Nikon D5 Field Test Part II Summary

The D5 is an impressive all-around camera

While the Nikon D5 is clearly designed for fast-paced shooting, it handled very well when I slowed down and took it out in the field for landscapes and night images.

The sensor is impressive at higher ISOs but does have a slight disadvantage at lower ISOs when considering both resolution and dynamic range. When thinking about its target audience though, this is an understandable trade off. There are numerous useful features in the D5, such as the touchscreen and the illuminated buttons, that make it very good for landscape and night photography. It would be nice if the screen tilted, but given the strenuous conditions that a D5 might be subjected to, I understand the decision to stick with a non-tilting display for sheer durability.

Nikon D5 Review: Field Test -- Gallery Image
400mm eq. (Nikon 400mm f/2.8G IF-ED AF-S VR ), f/8, 1/250s, ISO 100, on camera SB-5000 used.
This image has been modified. Click for full-size image.

Wrapping it all up: The Nikon D5 is a true flagship camera

What I like:

  • Consistent and impressive metering performance
  • 4K UHD video
  • Illuminated controls
  • Fantastic battery life
  • Very comfortable and configurable camera body
  • Relocated ISO button places all exposure controls in the same area
  • Fantastic autofocus performance
  • Excellent continuous shooting speeds and performance

What I dislike:

  • Loud shutter
  • Touchscreen serves very little purpose outside of Live View
  • 4K video recording limit of 3 minutes might be an issue for some

At $6500 USD, the Nikon D5 is without a doubt an expensive camera.

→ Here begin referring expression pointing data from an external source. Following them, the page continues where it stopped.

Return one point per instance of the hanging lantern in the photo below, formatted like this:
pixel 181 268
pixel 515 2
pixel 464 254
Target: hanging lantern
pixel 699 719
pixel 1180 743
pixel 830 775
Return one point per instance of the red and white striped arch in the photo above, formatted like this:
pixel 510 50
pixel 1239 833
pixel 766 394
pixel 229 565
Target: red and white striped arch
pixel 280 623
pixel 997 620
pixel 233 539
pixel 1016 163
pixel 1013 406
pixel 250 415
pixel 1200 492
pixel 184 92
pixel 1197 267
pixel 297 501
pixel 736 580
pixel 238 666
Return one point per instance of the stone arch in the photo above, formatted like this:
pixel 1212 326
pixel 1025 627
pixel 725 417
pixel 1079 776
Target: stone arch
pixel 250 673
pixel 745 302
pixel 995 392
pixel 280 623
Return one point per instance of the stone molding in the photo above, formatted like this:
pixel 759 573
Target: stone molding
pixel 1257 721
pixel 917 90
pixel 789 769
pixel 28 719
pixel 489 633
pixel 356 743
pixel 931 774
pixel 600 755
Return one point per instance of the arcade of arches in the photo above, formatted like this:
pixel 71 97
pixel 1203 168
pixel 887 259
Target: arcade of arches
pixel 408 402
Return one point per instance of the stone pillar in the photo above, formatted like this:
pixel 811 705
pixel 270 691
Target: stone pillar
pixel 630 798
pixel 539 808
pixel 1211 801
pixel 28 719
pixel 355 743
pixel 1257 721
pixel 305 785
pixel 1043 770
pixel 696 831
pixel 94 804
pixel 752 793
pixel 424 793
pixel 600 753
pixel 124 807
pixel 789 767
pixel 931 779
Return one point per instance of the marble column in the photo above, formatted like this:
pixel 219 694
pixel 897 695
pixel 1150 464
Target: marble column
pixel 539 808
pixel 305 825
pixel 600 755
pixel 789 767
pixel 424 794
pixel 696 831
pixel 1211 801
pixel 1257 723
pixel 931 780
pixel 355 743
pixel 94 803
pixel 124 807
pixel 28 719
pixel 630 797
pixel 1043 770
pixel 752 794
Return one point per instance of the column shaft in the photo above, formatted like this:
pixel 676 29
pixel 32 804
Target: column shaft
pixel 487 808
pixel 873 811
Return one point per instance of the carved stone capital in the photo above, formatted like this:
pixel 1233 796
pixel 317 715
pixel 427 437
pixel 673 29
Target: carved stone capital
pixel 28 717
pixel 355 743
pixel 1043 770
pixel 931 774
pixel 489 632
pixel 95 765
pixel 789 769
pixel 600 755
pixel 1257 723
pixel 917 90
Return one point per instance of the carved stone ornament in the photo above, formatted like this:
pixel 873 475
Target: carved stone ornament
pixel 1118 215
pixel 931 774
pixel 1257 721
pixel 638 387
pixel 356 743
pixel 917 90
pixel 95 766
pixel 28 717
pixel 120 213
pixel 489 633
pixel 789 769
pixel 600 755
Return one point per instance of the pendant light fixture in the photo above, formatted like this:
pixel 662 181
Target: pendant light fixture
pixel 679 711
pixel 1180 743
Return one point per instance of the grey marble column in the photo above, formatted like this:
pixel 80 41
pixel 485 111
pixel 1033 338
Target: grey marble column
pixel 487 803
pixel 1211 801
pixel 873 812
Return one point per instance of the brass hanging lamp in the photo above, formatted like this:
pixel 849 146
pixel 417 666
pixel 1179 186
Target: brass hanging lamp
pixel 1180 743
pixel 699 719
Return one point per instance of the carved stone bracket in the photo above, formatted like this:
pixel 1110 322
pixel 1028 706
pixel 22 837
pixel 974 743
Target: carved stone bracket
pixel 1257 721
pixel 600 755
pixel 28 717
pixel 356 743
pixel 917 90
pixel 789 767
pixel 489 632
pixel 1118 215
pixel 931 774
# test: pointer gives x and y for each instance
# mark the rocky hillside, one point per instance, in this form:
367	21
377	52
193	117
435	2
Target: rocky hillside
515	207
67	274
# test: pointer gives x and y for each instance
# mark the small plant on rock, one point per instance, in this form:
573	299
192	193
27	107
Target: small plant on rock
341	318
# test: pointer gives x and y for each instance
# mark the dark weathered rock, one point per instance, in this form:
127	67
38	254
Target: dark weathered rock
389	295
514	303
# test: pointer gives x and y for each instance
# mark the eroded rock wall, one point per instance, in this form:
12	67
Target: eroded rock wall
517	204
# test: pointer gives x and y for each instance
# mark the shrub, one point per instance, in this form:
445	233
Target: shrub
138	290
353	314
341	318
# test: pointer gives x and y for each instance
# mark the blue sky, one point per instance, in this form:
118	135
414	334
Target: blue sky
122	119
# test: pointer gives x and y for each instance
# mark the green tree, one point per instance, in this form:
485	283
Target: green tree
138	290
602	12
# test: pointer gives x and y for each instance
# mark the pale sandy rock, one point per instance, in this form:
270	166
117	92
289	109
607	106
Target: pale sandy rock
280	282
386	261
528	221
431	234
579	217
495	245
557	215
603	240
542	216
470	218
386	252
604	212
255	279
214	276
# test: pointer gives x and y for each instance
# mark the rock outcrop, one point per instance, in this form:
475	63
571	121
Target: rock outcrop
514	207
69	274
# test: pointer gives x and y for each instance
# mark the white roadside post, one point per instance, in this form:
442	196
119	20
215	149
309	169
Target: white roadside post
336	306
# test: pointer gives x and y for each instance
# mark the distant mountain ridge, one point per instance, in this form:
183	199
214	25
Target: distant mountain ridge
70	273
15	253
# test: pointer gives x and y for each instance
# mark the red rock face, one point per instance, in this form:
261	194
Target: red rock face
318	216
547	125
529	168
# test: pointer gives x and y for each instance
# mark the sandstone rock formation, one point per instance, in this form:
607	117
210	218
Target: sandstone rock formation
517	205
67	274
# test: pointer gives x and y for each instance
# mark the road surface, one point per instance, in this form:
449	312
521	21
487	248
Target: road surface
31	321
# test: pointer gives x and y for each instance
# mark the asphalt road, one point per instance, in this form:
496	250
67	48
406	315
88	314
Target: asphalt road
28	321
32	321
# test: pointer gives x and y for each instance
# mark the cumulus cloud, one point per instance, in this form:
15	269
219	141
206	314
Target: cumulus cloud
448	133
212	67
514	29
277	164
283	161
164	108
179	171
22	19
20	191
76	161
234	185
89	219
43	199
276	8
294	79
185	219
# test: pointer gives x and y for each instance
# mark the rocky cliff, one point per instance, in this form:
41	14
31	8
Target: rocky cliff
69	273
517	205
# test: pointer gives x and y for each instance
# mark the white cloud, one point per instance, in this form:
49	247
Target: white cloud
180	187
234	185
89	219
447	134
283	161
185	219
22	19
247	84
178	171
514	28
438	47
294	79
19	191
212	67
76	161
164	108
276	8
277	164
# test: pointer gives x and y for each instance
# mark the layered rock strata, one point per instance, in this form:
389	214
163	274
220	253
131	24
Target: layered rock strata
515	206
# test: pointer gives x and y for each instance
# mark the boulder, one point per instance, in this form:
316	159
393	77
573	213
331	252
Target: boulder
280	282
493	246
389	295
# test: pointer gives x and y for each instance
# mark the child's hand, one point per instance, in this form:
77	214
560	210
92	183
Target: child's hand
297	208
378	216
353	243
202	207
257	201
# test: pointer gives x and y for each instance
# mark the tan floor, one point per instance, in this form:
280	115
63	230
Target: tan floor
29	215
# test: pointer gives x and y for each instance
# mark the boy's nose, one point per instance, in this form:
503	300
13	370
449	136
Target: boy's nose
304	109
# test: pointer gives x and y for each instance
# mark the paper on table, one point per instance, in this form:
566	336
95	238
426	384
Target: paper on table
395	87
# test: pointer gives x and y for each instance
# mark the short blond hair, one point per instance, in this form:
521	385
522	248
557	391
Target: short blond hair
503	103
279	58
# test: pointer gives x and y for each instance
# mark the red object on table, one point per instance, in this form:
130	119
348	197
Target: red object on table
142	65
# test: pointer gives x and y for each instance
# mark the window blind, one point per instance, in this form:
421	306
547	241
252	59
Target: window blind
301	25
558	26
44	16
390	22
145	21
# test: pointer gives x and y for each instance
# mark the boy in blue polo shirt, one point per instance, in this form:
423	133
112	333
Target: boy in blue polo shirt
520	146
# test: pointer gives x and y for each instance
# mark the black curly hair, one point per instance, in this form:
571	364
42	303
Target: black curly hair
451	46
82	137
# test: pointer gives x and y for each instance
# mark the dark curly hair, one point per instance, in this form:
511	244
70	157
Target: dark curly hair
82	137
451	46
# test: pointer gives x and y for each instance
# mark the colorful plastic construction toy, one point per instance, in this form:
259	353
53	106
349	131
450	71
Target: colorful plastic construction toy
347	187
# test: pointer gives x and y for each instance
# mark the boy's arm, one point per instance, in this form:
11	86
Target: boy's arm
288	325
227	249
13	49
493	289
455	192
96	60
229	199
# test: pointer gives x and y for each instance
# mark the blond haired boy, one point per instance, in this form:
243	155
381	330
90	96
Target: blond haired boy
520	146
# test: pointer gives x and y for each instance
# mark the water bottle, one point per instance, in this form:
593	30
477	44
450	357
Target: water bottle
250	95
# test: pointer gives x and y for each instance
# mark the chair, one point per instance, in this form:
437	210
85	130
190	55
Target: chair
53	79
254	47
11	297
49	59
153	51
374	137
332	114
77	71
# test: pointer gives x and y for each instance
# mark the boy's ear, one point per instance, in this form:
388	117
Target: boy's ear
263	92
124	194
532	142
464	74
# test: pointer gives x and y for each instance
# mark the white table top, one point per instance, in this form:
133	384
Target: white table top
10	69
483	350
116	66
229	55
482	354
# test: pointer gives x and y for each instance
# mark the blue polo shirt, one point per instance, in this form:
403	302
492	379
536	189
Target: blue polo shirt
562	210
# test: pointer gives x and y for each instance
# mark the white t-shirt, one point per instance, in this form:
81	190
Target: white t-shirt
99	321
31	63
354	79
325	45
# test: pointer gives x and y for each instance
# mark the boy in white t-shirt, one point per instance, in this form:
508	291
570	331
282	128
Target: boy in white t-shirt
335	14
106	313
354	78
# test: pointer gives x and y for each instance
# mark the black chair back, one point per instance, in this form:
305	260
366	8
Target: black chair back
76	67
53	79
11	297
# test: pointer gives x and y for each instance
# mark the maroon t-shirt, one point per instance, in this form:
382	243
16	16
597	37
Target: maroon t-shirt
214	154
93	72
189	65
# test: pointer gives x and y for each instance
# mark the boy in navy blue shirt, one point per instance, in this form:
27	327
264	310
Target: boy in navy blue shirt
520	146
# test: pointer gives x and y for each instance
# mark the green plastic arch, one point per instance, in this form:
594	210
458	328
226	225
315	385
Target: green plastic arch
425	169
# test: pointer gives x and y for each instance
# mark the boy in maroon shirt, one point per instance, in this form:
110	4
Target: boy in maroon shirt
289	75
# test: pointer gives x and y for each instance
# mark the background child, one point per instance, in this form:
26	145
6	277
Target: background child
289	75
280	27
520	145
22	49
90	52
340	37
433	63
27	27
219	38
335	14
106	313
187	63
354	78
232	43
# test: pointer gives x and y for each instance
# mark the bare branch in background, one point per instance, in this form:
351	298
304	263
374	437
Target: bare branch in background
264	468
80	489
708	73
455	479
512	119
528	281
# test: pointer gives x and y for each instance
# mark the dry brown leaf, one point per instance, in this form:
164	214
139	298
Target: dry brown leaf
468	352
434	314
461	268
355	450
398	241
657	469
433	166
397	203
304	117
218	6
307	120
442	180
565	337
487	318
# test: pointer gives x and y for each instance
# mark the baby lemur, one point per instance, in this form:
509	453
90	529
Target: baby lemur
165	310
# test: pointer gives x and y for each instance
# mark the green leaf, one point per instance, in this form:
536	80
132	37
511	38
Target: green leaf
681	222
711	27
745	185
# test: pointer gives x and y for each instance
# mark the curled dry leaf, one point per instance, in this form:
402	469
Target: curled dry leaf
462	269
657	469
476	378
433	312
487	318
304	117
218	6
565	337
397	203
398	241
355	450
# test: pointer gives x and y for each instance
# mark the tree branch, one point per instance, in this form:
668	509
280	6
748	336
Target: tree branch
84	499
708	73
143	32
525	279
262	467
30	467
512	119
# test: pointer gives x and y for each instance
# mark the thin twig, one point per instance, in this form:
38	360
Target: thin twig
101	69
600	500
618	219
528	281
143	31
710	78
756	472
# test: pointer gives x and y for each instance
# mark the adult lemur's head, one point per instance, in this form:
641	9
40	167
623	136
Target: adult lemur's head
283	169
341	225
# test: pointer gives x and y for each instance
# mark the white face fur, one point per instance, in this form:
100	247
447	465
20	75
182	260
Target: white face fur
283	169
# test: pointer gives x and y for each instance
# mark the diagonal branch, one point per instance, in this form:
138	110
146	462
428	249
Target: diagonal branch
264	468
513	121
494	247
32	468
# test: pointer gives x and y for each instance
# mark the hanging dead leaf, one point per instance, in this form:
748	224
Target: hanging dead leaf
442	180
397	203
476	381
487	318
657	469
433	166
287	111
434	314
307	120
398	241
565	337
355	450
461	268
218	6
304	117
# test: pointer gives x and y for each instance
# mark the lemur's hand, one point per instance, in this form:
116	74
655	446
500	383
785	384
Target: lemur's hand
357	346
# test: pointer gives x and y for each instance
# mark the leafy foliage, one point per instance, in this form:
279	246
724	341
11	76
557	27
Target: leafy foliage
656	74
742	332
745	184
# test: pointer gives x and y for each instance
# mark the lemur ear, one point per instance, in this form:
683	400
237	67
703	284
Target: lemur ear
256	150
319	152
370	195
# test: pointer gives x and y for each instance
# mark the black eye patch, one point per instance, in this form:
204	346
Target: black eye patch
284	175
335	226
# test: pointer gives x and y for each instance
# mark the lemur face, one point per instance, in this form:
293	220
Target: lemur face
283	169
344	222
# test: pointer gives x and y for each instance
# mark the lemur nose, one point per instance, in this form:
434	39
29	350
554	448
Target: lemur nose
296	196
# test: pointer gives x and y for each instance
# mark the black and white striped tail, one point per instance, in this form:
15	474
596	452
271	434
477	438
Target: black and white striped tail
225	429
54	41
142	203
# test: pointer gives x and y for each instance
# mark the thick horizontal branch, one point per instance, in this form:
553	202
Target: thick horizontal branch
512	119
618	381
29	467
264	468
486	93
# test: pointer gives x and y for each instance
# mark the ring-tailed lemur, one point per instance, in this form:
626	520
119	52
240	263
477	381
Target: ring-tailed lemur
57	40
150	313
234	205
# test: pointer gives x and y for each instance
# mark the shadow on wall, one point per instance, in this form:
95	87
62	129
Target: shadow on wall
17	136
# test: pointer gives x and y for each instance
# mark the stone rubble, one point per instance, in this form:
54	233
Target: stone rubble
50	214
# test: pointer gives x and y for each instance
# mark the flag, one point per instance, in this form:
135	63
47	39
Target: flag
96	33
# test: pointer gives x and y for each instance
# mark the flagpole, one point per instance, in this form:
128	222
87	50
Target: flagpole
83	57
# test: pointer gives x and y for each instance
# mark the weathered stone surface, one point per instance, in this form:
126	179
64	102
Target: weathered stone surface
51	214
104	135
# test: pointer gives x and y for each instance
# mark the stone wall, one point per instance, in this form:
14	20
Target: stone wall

With this high cost Nikon has delivered excellent build quality, durability and top-end features and performance. However, can you justify the cost? That's ultimately for you to decide, but if you do need this camera, you'll know it and there will likely be a variety of excellent reasons why you choose to purchase a D5.

Nikon D5 Review: Field Test -- Gallery Image
400mm eq. (Nikon 400mm f/2.8G IF-ED AF-S VR ), f/2.8, 1/400s, ISO 220, +0.67 EV.
This image has been modified. Click for full-size image.

If you decide to go the route of the D5, then you'll get an excellent camera that will take whatever you throw at it and ask, "Is that all you've got?" Fast subjects, demanding conditions, these are what the D5 is made for. It is the ultimate Nikon DSLR, as it well should be considering its lineage and steep price tag. With that said, it is not a jack-of-all-trades. It is not the perfect landscape or portrait camera nor is it a compact traveler. The Nikon D5 is an immensely fast camera with superb autofocus, image processing and build quality that is designed to stand the test of time.